I'm shattered - trying to get everything workwise up to date in case I have to take an emergency days off for basting etc.  

Thanks for the luck - another nights restless sleep ahead 

Big luck to Lou for tomorrow's peeingxxxxx


----------



## wee emma

hiya girls,  

we're quite lucky over here, we get one free go with ivf even though my dh has two girls from a previous relationship. it only changed about a year and a half ago, so we started treatment on time, any earlier and we wouldn't have got any.

we've been trying for 3 and a half years and i did the same, took my fertility for granted. i used to time it in my head, i'd have children when dh's youngest was a certain age etc. 

xoxo


----------



## Susanna

Hi girls  
I don't have time for personnals, sorry 
We decided to just try  . If it doesn't work, we'll have the IUI next time. It is not normal here either that the IUI is denied at the last minute. Most of the people whom I know who have had any tx thought the whole thing really weird. Oh well, we just have to make sure that tomorrow and the day after we are active in the  department  I so hope we'll get a BFP in the end  I'm sort of thinking that we have a chance now that I'm ovulating even though I am a bit devastated at not having the basting done...


----------



## zarzar

Hi IUI girlies

not been on here for a few days...laptop conked out and i lost my login details...

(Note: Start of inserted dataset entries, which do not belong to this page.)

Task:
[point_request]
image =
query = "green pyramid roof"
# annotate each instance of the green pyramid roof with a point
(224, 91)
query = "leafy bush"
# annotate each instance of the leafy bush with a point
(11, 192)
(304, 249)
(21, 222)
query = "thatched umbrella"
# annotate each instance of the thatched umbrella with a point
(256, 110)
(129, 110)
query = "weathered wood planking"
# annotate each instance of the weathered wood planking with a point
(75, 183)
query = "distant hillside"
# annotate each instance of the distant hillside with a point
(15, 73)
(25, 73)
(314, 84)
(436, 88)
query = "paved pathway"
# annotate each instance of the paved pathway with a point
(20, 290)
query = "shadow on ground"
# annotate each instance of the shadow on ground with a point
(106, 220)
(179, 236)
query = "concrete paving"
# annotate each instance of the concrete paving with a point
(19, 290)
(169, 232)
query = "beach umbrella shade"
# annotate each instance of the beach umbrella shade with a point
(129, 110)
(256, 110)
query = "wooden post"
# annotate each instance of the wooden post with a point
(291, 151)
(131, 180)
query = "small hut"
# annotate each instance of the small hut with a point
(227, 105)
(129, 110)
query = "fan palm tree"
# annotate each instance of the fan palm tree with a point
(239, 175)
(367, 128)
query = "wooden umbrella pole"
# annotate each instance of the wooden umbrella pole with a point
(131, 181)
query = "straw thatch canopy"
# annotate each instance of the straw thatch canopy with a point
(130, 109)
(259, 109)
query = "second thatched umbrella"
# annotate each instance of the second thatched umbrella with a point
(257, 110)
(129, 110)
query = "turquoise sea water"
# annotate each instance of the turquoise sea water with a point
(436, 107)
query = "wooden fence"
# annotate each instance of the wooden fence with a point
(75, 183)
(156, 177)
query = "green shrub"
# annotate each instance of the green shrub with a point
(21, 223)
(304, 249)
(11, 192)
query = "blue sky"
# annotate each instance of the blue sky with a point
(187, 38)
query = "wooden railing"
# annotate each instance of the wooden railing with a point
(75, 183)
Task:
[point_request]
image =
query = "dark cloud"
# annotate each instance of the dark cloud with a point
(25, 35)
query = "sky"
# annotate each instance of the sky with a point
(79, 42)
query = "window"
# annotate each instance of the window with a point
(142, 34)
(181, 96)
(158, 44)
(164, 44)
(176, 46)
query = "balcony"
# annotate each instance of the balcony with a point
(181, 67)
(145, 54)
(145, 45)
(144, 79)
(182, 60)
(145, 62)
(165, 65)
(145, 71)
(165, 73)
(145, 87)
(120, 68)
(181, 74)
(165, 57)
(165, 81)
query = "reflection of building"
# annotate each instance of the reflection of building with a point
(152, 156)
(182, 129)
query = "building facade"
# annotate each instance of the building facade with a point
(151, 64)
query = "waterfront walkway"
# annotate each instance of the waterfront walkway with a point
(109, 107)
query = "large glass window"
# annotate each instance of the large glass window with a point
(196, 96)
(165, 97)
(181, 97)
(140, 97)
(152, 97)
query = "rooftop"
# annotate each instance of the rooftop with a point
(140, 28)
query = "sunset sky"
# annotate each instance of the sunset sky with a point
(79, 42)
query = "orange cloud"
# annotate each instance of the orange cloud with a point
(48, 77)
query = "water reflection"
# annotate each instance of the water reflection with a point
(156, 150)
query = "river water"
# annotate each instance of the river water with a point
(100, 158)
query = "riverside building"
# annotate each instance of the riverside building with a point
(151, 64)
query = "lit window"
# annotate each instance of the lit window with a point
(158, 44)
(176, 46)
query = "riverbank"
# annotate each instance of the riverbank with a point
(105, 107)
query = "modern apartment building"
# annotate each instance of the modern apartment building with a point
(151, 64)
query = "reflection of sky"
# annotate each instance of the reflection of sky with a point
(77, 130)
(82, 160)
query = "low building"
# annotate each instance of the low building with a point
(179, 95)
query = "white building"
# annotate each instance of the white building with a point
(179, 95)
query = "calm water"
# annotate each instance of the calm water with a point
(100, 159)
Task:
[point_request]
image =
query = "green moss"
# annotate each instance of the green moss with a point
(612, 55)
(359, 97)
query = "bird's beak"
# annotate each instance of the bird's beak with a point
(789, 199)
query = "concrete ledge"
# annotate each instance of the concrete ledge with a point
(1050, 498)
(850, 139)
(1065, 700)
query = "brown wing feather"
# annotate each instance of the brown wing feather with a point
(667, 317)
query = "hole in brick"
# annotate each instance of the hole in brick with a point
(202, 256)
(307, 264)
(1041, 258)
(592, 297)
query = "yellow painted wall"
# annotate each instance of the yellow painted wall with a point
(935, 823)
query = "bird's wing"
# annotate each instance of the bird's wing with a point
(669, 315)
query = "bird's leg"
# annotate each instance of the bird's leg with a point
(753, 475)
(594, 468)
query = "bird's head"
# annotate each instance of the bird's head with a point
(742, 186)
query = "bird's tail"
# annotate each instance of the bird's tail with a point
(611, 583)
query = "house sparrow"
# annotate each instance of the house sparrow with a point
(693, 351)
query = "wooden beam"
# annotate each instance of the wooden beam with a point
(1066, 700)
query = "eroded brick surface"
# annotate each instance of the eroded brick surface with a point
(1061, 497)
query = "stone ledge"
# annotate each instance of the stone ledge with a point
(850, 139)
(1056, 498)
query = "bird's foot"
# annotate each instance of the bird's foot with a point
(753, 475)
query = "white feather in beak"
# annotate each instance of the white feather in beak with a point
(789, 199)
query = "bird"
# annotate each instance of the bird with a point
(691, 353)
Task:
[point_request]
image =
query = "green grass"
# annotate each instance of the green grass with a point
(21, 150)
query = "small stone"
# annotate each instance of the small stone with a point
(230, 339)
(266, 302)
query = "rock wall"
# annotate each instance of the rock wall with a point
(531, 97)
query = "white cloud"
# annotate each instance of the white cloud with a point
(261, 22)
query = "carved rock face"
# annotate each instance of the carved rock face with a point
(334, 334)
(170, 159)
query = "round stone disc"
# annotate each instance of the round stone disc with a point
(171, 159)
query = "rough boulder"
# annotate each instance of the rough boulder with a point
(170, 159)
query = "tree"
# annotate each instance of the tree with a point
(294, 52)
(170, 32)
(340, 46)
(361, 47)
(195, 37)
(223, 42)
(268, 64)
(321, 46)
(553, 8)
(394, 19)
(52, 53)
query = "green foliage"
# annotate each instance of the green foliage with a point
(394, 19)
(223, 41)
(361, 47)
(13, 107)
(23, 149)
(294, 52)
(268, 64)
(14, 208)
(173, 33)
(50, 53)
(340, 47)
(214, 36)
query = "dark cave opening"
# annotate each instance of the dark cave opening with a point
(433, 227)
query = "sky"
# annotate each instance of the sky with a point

AF is due tomorrow   and i've been so horrible to live with. My poor DH hasn't known what to do with himself...He's away for the night now and i'm missing him loads .

He has had to go down to London to the C&W as tomorrow his   are being washed and frozen as a back up for our first cycle of IUI  ...I can't wait..one month to go till we can get started  and i'll be in the same position as Leicesterlou and leechb1. Can't wait to get peeing on those sticks

Lou and leechb1 I really hope you get your surge...i'm almost as impatient to find out how you get on as i am to start my own tx 

Hi to evryone else   

zarzar


----------



## leechcb1

Hi girlies 

Nothing for me again this morning - fingers crossed for you Lou xx

Good luck to everyone else starting out xx

Thanks for the good wishes


----------



## Kissy Bear

​


----------



## Leicesterlou

Kissybear - so you have had a BFP?    

Yipee, I got my surge this morning   so I have rang the clinic and left a message on the answerphone and I am waiting for them to call me back to organise basting.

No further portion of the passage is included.